Alexandre Dayon (Salesforce) "Le CRM est en train d'écraser le marché du progiciel de gestion intégrée"

Le président et chief strategy officer du géant de la gestion de la relation client en mode cloud décrypte le virage amorcé par son groupe vers la data et l'analytics.

JDN. Quels sont les principaux usages de votre plateforme d'IA Einstein presque trois ans après son lancement ?

Alexandre Dayon est président et chief strategy officer de Salesforce. © Salesforce

Alexandre Dayon. L'un des tous premiers usages d'Einstein réside dans les campagnes marketing, avec notamment la capacité d'anticiper le meilleur moment d'envoyer un e-mail à un client donné. L'objectif est de s'assurer que le message soit bien en haut de la pile quand l'utilisateur ouvre sa messagerie. Ce qui se traduit évidemment par une amélioration significative des taux de clics. Rappelons que Salesforce envoie plus de 3 milliards d'e-mails par jour pour le compte de ses clients.

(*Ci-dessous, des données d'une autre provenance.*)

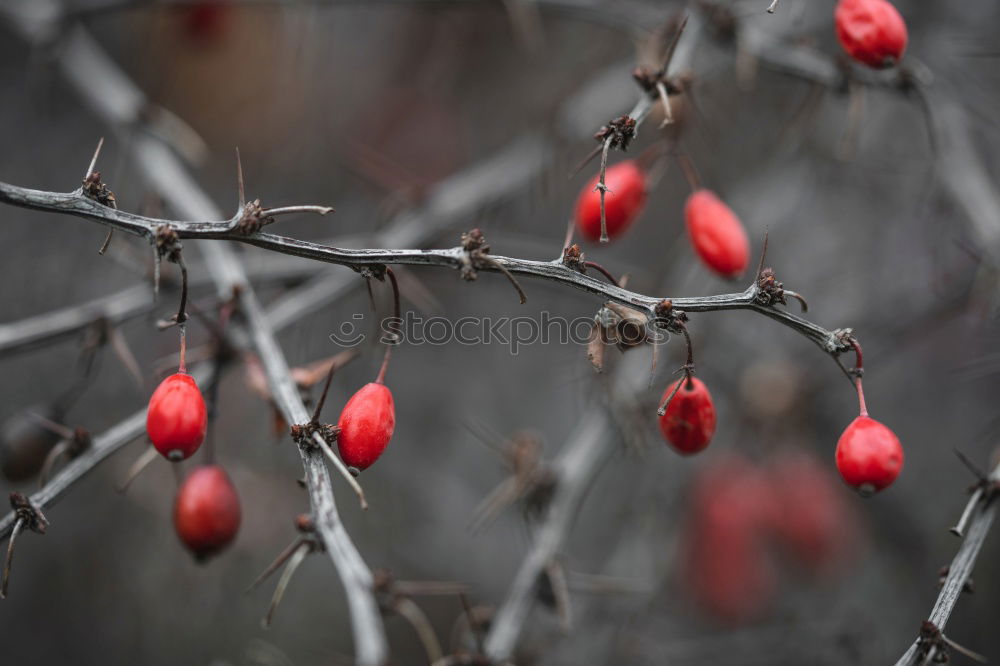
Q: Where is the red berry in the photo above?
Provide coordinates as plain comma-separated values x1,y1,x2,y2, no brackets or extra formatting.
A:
337,382,396,469
684,189,750,278
146,372,208,461
834,0,907,68
174,465,240,559
660,377,715,455
574,160,647,243
837,415,903,494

Autre cas d'usage très prisé : le recours à Einstein pour personnaliser l'expérience digitale des contenus. Par exemple dans l'e-commerce. Il s'agira d'individualiser un catalogue de produits en calculant un score d'appétence par article pour chaque client. Et ce, en fonction de sa navigation sur le site, et l'analyse qui en découle en termes de centres d'intérêt, de styles, de couleurs de prédilection, d'historiques d'achat sur le site, voire en prenant en compte d'autres interactions avec l'entreprise, tels les achats en magasins, les échanges avec le service client, ou encore les produits qu'il utilise et comment il les utilise s'ils sont connectés. Einstein crée les modèles prédictifs out of the box, les optimise, les entraîne. Inutile de faire appel à un data scientist.

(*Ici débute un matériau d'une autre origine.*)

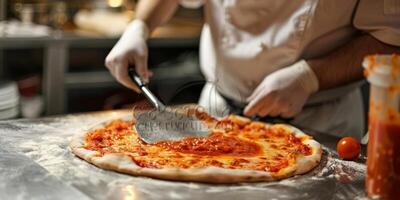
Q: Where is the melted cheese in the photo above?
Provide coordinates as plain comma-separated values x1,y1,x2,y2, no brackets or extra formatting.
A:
85,117,311,172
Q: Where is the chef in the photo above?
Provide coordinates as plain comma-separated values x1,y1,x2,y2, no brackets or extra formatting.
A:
106,0,400,138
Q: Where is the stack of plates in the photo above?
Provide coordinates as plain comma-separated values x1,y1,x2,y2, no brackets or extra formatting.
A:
0,81,19,120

Après avoir intégré Einstein à vos principales applications (Commerce Cloud, Marketing Cloud, Sales Cloud et Service Cloud), vous avez amorcé un chantier visant à fournir une vision transversale des données client via Salesforce Customer 360. Cette stratégie commence à prendre corps avec la sortie de votre customer data platform...

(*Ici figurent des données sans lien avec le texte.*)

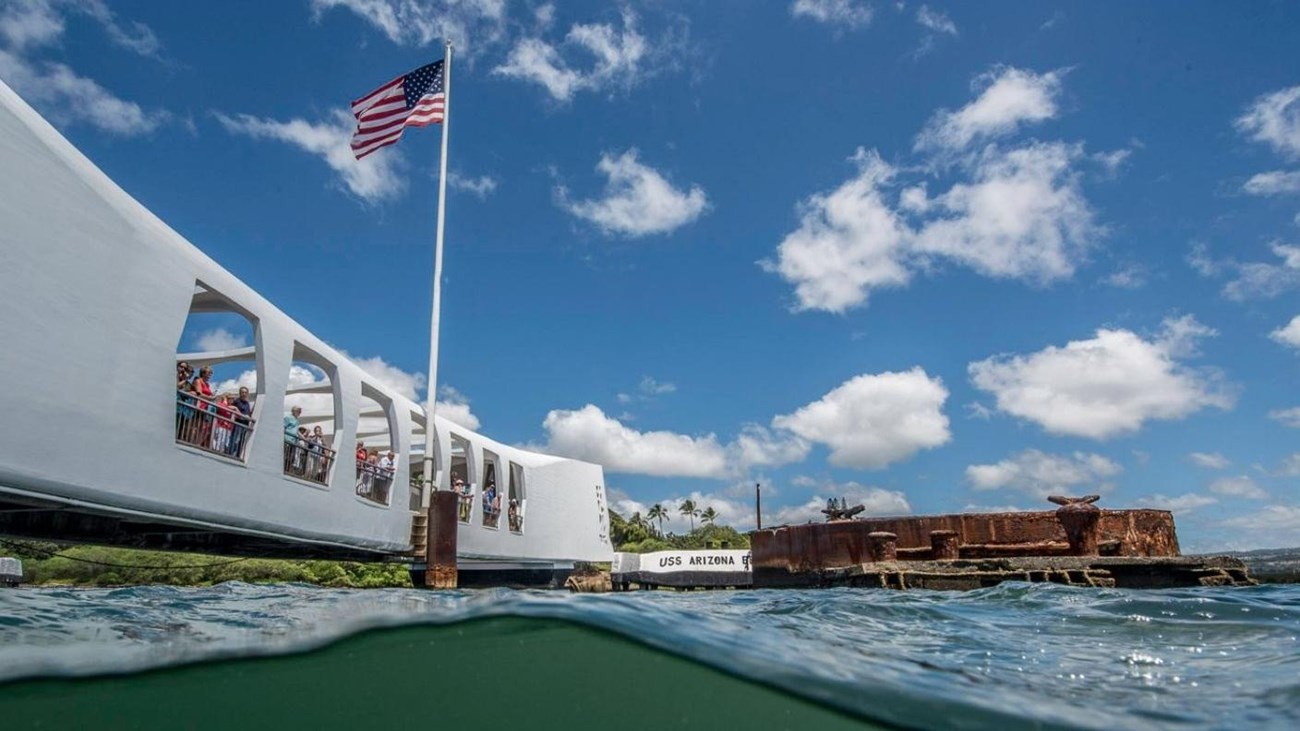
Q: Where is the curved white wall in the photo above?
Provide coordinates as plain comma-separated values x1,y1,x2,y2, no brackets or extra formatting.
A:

Il s'agit du focus de l'année pour Salesforce. C'est la demande numéro 1 de nos clients aujourd'hui. L'objectif est notamment de connecter l'ensemble de nos produits, sachant que la plupart sont le résultat d'acquisitions. Il faut bien comprendre que les données de nos applications resteront probablement toujours par silos car les clouds que nous avons rachetés opèrent à des échelles de volumes et de trafic inédites sur le marché. Personne n'opère à l'échelle de Commerce Cloud et Marketing Cloud aujourd'hui, aucun éditeur de logiciels BtoB. Pour rappel, nous avons exécuté 21 milliards de dollars de ventes en 2017 sur Commerce cloud pour le compte de nos clients. Et comme je l'ai déjà dit, nous envoyons 3 milliards d'e-mail par jour sur Marketing Cloud. Nous n'allons donc pas réécrire ces produits.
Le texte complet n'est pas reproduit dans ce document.